Doing what you say you’re going to do is powerful — but what happens when who you are prevents you from doing it? That’s where this becomes uncomfortable.
Tony Robbins started something in me years ago that I didn’t fully understand at the time. I carried anger. Rejection. A certain edge that felt justified. It served me in some seasons. It limited me in others. Changing that wasn’t about tactics or productivity hacks. It was about identity. About deciding I was no longer going to be that version of myself.
No announcement. No ceremony. Just a quiet internal shift: stop being that person.
It sounds simple. It is not.
Confession is a Crack in the Armor
The Free Press recently launched a video series called “Confessions.” It’s raw. People publicly admitting the identities they once held and the moments that cracked them open. There’s something deeply uncomfortable about that — and deeply powerful. Because confession is often the first fracture in a rigid identity.
One of the most memorable identity shifts I’ve witnessed was Brandon Straka. In 2016, after the presidential election, he posted a video of himself crying — shattered, confused, pleading. He described staying up late watching the results, terrified by headlines predicting catastrophe. The next day he went live again, asking through tears: “Why? What were you thinking?” For months he wrestled publicly with those questions, engaging people he once dismissed and challenging assumptions he didn’t know he carried.
Whether you agree with where he landed is irrelevant here.
What matters is that the crying man in that video eventually founded the #WalkAway movement — not out of bitterness, but out of a complete change in perspective. Right or wrong, he didn’t just change his mind.
He changed his identity.
Most people never allow themselves to do that. They defend the version of themselves they built at 25 as if it’s sacred. They protect it. Polish it. Justify it.
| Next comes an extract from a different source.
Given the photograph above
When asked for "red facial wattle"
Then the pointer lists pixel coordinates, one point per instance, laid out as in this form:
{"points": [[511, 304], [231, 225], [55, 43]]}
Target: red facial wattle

Even when it’s the very thing holding them back.
Ego Death and the Real Definition of Success
We talk about tolerance for pain in entrepreneurship. But there’s another tolerance required: tolerance for ego death. It is not easy to outgrow your own character, especially when others expect you to stay the same. Especially when your identity has earned you loyalty, validation, or applause.
Change it anyway.
The earlier version of me carried anger that felt productive. For a while, it was. Eventually, it became weight. Letting it go didn’t make me softer. It made me clearer.
If something is holding you back that you “are,” maybe the move isn’t a new strategy. Maybe it’s the courage to stop being that person.
That isn’t motivational fluff. It’s brutal work. Because once you change, you lose the ability to blame the old identity. You own the new one. And just like in sports — having talent doesn’t guarantee a championship — having awareness doesn’t guarantee transformation. Many see the flaw. Few walk through the fire of replacing it.
But when you do, the world opens in ways you couldn’t access before.
The highest definition of success isn’t money. It isn’t applause. It isn’t even resilience.
It’s becoming the person capable of achieving what you once thought required someone else.
🌱 Seed Thought: If who you are is holding you back, you don’t need a new strategy. You may need a new self.